From the above sections, we have obtained

\[\begin{align} TSS &= \sum_i (y_i - \bar{y})^2 \\ RSS &= \sum_i (y_i - f_i)^2 \\ ESS &= \sum_i (f_i - \bar{y})^2 \\ \bar{y} &= \bar{f} \end{align}\]

Note $\bar{y} = \bar{f}$ is OLS-specific, it may not hold in other models.

Proof for $TSS = RSS + ESS$:

\[\begin{align} RSS + ESS &= \sum_i (y_i - f_i)^2 + \sum_i (f_i - \bar{y})^2 \\ &= \sum_i (y_i - f_i + f_i - \bar{y})^2 - 2 \sum_i (y_i - f_i)(f_i - \bar{y}) \\ &= ESS - 2 \sum_i (y_i - f_i)(f_i - \bar{y}) \\ \end{align}\]

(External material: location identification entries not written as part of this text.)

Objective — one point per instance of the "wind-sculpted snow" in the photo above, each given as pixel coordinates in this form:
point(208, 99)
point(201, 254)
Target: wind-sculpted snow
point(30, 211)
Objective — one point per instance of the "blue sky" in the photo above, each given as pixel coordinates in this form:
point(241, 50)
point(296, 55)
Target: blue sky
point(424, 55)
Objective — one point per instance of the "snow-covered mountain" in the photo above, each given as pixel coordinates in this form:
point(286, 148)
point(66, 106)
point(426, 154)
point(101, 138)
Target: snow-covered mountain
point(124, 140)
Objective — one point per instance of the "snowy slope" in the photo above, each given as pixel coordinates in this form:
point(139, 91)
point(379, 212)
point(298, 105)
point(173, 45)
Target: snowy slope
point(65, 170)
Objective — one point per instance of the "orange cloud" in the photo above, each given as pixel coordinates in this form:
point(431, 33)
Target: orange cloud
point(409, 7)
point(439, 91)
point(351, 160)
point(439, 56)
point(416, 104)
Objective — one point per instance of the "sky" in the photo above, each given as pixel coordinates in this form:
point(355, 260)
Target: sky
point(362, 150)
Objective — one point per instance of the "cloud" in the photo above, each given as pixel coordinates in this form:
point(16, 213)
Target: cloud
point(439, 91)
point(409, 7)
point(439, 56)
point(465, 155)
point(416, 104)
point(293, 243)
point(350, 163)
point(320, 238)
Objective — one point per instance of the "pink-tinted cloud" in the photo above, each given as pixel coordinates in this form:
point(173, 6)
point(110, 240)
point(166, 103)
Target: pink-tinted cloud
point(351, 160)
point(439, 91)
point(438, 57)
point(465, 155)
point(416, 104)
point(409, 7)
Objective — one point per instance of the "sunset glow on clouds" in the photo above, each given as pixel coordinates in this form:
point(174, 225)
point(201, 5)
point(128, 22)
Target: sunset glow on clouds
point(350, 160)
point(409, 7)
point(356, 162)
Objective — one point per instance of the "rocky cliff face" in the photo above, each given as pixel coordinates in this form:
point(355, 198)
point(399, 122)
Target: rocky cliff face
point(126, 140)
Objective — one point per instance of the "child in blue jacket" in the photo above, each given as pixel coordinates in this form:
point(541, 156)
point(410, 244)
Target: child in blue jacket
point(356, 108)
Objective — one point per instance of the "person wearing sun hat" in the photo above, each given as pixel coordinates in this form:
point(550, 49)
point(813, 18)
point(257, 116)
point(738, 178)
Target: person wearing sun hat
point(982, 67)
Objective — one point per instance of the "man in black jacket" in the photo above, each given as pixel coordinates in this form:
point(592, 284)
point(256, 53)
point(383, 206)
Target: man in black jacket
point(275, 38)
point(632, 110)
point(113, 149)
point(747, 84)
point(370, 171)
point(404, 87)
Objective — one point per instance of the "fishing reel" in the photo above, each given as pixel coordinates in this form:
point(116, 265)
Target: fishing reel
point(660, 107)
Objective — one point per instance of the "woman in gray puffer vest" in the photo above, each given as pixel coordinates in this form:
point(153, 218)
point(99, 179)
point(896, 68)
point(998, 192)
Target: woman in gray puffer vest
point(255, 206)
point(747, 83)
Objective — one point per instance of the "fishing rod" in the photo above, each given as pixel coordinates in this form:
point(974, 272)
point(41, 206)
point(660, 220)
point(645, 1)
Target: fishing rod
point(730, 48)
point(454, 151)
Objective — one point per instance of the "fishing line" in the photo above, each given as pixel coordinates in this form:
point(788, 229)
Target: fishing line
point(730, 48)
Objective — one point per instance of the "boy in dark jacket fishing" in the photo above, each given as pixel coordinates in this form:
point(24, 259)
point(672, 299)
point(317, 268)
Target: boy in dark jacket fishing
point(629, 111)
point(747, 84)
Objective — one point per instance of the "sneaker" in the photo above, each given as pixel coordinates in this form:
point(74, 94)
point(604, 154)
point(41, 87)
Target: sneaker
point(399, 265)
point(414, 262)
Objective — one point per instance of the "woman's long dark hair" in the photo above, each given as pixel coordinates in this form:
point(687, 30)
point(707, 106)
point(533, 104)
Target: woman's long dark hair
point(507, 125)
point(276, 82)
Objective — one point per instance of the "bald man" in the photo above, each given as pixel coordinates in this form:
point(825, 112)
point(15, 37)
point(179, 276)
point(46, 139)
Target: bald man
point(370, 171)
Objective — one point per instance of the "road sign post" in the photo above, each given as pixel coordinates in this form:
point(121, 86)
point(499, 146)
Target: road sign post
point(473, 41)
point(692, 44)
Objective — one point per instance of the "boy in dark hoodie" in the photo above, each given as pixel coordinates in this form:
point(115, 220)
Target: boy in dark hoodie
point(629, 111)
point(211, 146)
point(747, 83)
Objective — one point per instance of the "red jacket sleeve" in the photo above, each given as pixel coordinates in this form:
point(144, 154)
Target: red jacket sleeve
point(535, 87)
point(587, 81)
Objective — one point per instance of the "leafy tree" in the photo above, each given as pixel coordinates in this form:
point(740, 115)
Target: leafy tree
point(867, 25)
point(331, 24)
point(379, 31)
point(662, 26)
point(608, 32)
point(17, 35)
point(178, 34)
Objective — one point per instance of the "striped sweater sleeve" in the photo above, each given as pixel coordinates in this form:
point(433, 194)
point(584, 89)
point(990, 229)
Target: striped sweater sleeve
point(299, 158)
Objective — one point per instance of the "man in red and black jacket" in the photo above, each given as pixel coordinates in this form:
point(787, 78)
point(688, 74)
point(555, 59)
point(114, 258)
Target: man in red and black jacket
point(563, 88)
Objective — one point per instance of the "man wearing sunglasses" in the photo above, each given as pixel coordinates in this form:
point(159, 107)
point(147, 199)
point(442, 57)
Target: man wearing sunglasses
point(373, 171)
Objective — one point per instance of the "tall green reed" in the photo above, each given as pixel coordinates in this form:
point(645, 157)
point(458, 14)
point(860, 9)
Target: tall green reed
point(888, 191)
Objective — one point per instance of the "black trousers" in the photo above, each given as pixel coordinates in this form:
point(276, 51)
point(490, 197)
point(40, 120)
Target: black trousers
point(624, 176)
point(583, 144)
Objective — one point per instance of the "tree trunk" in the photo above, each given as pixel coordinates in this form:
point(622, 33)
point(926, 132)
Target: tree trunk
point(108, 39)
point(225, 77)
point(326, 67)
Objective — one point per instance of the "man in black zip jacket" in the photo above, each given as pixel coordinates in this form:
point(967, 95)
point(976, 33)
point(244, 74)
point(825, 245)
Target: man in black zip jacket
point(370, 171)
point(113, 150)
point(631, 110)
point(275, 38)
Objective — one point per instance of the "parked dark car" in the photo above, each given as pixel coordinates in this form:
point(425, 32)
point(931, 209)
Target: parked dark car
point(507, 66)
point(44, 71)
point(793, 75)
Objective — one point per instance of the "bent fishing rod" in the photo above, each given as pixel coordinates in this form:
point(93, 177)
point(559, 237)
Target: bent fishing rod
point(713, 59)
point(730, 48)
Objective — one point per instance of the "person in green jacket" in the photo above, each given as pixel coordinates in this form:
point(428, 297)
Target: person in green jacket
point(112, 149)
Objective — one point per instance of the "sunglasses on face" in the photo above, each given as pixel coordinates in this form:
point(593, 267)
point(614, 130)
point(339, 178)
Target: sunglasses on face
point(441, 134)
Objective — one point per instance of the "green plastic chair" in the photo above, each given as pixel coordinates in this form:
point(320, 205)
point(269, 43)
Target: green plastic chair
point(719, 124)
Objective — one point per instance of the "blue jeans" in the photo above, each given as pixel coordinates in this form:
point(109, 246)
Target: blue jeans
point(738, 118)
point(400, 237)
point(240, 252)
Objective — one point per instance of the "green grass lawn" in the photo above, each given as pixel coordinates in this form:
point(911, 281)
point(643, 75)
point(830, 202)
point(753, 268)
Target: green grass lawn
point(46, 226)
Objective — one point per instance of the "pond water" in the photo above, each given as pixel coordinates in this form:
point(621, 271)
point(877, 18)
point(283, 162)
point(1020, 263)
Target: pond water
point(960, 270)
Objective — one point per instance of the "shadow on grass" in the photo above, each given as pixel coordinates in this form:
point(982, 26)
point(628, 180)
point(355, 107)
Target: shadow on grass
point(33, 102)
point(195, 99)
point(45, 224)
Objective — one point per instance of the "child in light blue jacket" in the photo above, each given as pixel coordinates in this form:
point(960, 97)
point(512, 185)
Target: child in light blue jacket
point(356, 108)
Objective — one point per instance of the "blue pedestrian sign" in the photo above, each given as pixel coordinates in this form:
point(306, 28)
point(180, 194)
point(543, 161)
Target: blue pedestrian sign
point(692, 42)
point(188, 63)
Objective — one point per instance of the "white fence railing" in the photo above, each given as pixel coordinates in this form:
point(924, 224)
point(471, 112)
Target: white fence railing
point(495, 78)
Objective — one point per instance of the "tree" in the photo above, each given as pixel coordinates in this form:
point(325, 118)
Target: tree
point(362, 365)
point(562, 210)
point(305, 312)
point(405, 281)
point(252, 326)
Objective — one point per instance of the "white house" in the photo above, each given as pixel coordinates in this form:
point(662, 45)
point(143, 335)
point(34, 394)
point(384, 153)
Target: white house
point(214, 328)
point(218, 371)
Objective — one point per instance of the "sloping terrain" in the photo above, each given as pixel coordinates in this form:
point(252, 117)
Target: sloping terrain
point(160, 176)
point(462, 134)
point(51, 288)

so we just need to prove the second term is equal to 0,

\[\begin{align} \sum_i (y_i - f_i)(f_i - \bar{y}) &= (\mathbf{y} - \mathbf{f})^T(\mathbf{f} - \bar{\mathbf{y}}) \\ &= \mathbf{y}^T \mathbf{f} - \mathbf{f}^T \mathbf{f} - \mathbf{y}^T \bar{\mathbf{y}} + \mathbf{f}^T \bar{\mathbf{y}} \\ &= \Big(\mathbf{y}^T \mathbf{f} - \mathbf{f}^T \mathbf{f} \Big) + \Big(\mathbf{y}^T \bar{\mathbf{y}} - \mathbf{f}^T \bar{\mathbf{y}} \Big) \label{eq:grouped} \\ &= 0 + 0 \\ &= 0 \end{align}\]
  • $\bar{\mathbf{y}} = \mathbf{1} \bar{y}$
  • That the first part of Eq. $\eqref{eq:grouped}$ is equal to 0 is easily obtained by replacing $\mathbf{f}$ with Eq. $\eqref{eq:OLS}$.
  • That the second part is equal to 0 is a direct result of Eq. $\eqref{eq:reason_to_y_bar_equals_f_bar}$.

Therefore, in OLS, $R^2$ can also be rewritten as

\[\begin{align} R^2 &= \frac{ESS}{TSS} \\ &= \frac{\sum_i (f_i - \bar{y})^2 }{\sum_i (y_i - \bar{y})^2} \\ &= \frac{\sum_i (f_i - \bar{f})^2 }{\sum_i (y_i - \bar{y})^2} \\ &= \frac{Var(f)}{Var(y)} \\ \end{align}\]

and intuitively interpreted as the the amount of variance in $y$ that can be explained by the model $f$.